Surviving as a Barbarian in a Fantasy World - Chapter 235
Only Web ????????? .???
——————
——————
Bab 235: Ke Tempat Suci Federica. (2)
Ilusi Liltara dan para Ksatria Suci hancur.
Bukan mereka yang menuntun Ketal ke tempat suci; melainkan Ketal yang menemani mereka.
Mulai sekarang, mereka harus melakukan apa saja untuk mencegah Ketal pergi.
Ini adalah sesuatu yang sulit diterima oleh para Ksatria Suci.
“Memikirkan bahwa kita harus melakukan hal yang memalukan seperti itu…”

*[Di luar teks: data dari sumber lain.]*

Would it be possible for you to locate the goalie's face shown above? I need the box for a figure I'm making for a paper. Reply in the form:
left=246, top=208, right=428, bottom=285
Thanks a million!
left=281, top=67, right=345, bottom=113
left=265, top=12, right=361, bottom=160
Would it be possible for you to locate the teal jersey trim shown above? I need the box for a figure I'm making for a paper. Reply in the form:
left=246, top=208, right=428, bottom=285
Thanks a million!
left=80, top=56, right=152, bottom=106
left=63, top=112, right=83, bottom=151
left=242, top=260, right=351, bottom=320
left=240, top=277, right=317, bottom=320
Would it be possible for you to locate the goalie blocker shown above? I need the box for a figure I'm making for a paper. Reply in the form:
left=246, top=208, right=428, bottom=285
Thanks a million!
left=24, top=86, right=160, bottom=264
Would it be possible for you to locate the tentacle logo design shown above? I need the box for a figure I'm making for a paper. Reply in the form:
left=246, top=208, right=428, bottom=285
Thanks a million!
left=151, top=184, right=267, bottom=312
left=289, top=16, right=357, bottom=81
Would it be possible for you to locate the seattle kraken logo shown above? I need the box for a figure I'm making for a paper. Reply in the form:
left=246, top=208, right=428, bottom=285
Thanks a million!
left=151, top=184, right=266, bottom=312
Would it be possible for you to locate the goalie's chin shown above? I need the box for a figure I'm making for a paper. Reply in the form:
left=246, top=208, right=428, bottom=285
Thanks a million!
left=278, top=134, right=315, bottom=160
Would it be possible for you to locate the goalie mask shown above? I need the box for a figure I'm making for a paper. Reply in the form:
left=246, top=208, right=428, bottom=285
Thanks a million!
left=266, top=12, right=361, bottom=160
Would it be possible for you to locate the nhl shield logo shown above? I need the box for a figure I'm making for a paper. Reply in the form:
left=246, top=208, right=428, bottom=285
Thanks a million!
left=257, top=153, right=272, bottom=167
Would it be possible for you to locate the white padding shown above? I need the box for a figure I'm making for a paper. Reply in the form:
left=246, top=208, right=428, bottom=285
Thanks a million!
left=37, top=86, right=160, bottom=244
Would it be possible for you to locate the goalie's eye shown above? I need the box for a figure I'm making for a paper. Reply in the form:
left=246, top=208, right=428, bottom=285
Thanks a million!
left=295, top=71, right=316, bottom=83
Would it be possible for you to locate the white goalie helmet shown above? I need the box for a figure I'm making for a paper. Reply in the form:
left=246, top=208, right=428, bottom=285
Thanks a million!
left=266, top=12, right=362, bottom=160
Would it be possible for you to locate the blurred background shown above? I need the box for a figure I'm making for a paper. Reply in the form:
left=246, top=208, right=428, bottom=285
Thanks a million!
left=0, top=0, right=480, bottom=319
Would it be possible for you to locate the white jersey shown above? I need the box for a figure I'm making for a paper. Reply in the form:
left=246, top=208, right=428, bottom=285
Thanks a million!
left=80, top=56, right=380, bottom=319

Merupakan aib besar bagi seorang pengikut setia Federica yang agung untuk bertindak seperti seorang badut demi hiburan orang lain.
Liltara menggigit bibirnya.
‘Kita tidak punya pilihan.’
Mereka tidak bisa menangani Ketal dengan paksa.
Membayangkan saja dia mendesah kesal membuat jantung mereka ingin berhenti berdetak.
Mereka harus membuat Ketal senang dengan cara tertentu agar dia tidak pergi.
“Aku akan melakukannya. Kalian semua tidak perlu khawatir.”
“Nona Liltara?”
“Apa kamu yakin?”
“Ini adalah sesuatu yang harus saya lakukan.”
Dia adalah pemimpin mereka.
Peran pemimpinlah untuk maju pada saat-saat seperti ini.
Liltara memutuskan untuk mengorbankan dirinya.
Para Ksatria Suci berbicara dengan kagum.
“Oh, Nona Liltara…”
“Lady Federica akan mengawasimu…”
Mereka memuji pengorbanan Liltara.
Sementara itu, Ketal mendengarkan percakapan mereka dengan ekspresi geli.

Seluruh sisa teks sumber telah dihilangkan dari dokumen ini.